End-Motifs#

class finaletoolkit.frag.EndMotifFreqs(kmer_frequencies: Iterable[tuple[str, float]], k: int, quality_threshold: int = 20)#

Class that stores frequencies of end-motif k-mer frequencies and contains methods to manipulate this data.

Parameters#

kmer_frequenciesIterable

A Iterable of tuples, each containing a str representing a k-mer and a float representing its frequency

kint

Size of k-mers

quality_threshold: int, optional

Minimum mapping quality used. Default is 30.

classmethod from_file(file_path: str | Path, quality_threshold: int, sep: str = '\t', header: int = 0) EndMotifFreqs#

Reads kmer frequency from a two-column tab-delimited file.

Parameters#

file_pathstr

Path string containing path to file.

sepstr, optional

Delimiter used in file.

headerint, optional

Number of lines to ignore at the head of the file.

Return#

kmer_freqs : EndMotifFreqs

motif_diversity_score() float#

Calculates a motif diversity score (MDS) using normalized Shannon entropy as described by Jiang et al (2020). This function is generalized for any k instead of just 4-mers.

to_tsv(output_file: str | Path, sep: str = '\t')#

Prints k-mer frequencies to a tsv

class finaletoolkit.frag.EndMotifsIntervals(intervals: Iterable[tuple[tuple, dict]], k: int, quality_threshold: int = 20)#

Class that stores frequencies of end-motif k-mers over user-specified intervals and contains methods to manipulate this data.

Parameters#

intervalsIterable

A collection of tuples, each containing a tuple representing a genomic interval (chrom, 0-based start, 1-based stop) and a dict that maps kmers to frequencies in the interval.

kint

Size of k-mers

quality_threshold: int, optional

Minimum mapping quality used. Default is 30.

freq(kmer: str) list[Tuple[str, int, int, float]]#

Returns a list of intervals and associated frquency for given kmer. Results are in the form (chrom, 0-based start, 1-based stop, frequency).

classmethod from_file(file_path: str, quality_threshold: int, sep: str = ',') EndMotifFreqs#

Reads kmer frequency from a tab-delimited file. Expected columns are contig, start, stop, name, count, *kmers.
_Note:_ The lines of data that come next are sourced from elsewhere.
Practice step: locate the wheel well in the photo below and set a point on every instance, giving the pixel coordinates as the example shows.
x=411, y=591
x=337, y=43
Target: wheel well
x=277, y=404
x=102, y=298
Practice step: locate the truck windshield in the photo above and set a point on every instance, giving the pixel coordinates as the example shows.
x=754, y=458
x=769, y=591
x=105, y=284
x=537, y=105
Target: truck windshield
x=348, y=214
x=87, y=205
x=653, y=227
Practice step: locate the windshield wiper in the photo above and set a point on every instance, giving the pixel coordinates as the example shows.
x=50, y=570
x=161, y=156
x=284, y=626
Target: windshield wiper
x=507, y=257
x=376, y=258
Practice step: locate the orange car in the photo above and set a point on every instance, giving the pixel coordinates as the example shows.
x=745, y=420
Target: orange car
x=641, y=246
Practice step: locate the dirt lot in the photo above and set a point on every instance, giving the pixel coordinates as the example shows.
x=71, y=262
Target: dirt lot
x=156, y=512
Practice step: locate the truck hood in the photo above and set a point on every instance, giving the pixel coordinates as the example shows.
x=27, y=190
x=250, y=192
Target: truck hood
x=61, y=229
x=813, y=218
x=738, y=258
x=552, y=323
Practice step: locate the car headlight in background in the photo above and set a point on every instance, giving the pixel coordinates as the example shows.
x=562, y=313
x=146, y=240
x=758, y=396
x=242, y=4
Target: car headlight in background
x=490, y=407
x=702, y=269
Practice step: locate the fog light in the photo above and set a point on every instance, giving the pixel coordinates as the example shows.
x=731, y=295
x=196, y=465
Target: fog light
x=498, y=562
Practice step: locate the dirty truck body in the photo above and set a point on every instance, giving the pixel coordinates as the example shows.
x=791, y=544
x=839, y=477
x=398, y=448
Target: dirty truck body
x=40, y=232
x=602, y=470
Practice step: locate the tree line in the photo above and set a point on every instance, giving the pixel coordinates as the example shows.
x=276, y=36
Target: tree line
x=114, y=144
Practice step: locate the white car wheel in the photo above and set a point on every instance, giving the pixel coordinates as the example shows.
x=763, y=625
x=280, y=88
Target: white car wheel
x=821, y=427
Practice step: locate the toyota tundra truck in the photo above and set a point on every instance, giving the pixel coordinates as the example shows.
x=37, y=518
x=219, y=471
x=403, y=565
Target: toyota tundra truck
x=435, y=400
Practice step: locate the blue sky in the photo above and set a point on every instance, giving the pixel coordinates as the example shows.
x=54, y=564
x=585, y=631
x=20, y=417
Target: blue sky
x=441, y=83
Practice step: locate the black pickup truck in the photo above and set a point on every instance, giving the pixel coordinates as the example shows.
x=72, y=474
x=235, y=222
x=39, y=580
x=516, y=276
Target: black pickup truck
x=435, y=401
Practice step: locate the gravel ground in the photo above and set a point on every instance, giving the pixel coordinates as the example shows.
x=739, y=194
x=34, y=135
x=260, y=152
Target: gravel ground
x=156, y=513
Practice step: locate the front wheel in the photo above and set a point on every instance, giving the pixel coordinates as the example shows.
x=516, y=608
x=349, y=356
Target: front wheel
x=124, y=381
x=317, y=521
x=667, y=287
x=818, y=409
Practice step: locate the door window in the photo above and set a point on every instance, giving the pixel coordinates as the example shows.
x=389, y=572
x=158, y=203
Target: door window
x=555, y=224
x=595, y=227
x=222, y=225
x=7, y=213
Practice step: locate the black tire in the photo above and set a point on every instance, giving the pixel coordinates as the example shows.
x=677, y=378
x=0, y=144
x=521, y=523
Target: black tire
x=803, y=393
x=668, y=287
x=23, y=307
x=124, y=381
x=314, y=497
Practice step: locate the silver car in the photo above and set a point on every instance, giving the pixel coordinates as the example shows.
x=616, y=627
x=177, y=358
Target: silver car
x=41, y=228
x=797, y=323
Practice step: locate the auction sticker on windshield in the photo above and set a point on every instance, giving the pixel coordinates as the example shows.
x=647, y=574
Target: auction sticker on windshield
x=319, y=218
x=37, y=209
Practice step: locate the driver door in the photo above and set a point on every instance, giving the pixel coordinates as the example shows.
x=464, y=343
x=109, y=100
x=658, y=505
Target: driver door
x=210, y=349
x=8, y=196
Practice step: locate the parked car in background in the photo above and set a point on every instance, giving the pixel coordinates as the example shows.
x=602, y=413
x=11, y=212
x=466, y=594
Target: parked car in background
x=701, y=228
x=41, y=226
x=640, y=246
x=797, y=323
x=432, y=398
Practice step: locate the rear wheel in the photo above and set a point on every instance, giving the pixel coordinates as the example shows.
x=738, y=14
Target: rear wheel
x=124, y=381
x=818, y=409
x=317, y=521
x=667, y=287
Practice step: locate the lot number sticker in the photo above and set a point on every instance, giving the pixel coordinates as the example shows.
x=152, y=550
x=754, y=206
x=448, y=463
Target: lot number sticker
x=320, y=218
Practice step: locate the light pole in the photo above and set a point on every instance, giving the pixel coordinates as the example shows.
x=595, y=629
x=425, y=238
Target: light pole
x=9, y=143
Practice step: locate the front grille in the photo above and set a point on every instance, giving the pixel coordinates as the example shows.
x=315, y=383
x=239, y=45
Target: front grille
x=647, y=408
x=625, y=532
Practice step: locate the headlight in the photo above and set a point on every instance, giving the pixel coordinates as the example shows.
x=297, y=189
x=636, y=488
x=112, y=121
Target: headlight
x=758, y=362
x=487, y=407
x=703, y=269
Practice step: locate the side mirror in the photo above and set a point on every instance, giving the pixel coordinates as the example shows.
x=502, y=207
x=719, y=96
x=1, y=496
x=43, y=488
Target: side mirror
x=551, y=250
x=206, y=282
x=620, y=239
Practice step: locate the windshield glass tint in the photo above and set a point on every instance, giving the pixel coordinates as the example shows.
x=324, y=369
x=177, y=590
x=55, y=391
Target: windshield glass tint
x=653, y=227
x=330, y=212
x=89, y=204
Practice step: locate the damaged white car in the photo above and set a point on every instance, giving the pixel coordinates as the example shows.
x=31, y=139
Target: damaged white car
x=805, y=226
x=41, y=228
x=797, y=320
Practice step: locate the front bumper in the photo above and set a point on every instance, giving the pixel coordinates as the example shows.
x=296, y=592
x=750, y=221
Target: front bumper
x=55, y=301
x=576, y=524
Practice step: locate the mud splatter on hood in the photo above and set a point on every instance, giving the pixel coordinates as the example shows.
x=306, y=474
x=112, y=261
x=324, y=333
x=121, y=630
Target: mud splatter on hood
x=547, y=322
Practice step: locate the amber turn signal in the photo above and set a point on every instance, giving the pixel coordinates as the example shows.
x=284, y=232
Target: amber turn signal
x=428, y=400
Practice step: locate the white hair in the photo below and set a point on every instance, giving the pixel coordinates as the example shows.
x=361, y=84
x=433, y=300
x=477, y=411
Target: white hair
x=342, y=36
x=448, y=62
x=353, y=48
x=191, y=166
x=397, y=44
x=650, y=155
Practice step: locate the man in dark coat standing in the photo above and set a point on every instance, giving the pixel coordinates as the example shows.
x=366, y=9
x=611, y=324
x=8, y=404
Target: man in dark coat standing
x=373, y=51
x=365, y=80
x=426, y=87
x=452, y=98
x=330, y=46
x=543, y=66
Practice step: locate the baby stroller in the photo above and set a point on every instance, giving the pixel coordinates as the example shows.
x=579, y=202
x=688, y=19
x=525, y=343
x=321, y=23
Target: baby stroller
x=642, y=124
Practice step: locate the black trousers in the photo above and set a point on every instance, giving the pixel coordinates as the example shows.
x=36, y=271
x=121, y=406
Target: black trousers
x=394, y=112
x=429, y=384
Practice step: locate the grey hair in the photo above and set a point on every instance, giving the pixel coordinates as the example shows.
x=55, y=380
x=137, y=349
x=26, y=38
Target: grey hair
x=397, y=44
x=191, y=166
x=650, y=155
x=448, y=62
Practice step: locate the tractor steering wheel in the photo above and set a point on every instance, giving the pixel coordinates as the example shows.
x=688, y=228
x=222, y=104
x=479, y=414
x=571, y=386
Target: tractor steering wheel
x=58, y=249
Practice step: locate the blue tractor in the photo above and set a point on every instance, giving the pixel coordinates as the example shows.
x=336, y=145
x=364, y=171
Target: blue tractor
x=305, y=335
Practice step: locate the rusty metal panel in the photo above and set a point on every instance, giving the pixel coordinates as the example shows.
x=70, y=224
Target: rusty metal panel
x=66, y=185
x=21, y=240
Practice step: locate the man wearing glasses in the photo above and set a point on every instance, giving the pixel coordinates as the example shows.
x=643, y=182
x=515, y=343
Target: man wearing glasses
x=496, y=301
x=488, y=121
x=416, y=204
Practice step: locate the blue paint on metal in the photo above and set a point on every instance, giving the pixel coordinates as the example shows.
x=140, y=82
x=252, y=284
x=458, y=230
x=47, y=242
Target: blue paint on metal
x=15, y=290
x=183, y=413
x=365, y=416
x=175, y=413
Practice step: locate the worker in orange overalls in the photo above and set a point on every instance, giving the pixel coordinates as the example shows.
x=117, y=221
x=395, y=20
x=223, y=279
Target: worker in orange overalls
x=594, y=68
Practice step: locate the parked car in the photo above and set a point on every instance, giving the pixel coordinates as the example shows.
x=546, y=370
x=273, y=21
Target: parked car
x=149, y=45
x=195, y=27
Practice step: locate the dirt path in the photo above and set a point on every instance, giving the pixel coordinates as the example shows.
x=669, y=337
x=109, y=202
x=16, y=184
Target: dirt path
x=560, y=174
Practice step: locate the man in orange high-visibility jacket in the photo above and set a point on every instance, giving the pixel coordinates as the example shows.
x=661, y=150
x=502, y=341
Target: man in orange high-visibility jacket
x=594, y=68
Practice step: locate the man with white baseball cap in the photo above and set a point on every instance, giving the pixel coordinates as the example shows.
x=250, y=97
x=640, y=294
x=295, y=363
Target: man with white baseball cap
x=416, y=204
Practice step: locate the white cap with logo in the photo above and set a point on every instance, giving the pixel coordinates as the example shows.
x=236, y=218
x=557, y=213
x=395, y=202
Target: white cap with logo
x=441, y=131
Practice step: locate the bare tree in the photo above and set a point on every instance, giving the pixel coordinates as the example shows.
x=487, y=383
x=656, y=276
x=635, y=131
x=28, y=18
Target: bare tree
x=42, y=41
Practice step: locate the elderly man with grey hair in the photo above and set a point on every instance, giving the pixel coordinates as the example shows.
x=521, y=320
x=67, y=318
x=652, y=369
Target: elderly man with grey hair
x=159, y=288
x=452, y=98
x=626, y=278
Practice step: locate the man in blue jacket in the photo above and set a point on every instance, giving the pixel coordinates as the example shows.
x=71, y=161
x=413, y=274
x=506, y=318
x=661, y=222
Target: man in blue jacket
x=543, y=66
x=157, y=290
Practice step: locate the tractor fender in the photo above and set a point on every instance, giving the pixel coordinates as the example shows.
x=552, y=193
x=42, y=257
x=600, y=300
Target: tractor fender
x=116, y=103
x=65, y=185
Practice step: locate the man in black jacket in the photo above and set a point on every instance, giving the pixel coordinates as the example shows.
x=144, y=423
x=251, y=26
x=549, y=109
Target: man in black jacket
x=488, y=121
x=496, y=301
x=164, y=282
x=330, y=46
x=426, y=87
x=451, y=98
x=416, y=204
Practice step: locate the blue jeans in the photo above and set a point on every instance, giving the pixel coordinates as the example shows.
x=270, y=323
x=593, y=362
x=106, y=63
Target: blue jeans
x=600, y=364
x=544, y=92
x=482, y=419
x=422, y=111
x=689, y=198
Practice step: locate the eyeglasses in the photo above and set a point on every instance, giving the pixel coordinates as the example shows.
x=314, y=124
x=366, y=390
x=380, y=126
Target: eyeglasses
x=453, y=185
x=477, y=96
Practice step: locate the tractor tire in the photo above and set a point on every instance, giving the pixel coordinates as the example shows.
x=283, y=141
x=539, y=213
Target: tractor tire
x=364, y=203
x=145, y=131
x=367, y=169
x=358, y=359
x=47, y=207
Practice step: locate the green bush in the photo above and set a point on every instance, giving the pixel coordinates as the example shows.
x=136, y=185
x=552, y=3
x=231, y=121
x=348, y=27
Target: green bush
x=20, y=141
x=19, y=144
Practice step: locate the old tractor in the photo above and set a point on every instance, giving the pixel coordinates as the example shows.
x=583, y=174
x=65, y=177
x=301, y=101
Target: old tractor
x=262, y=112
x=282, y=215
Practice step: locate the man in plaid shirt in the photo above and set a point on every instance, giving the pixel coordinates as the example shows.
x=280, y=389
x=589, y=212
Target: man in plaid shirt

Because exporting to file includes an option to turn counts to a fraction, this doesn’t perfectly correspond to replicating the other file.

Parameters#

file_pathstr

Path string containing path to file.

quality_thresholdint

MAPQ filter used. Only used for some calculations.

sepstr, optional

Delimiter used in file.

Return#

kmer_freqs : EndMotifFreqs

mds_bed(output_file: str | Path, sep: str = '\t')#

Writes MDS for each interval to a bed/bedgraph file.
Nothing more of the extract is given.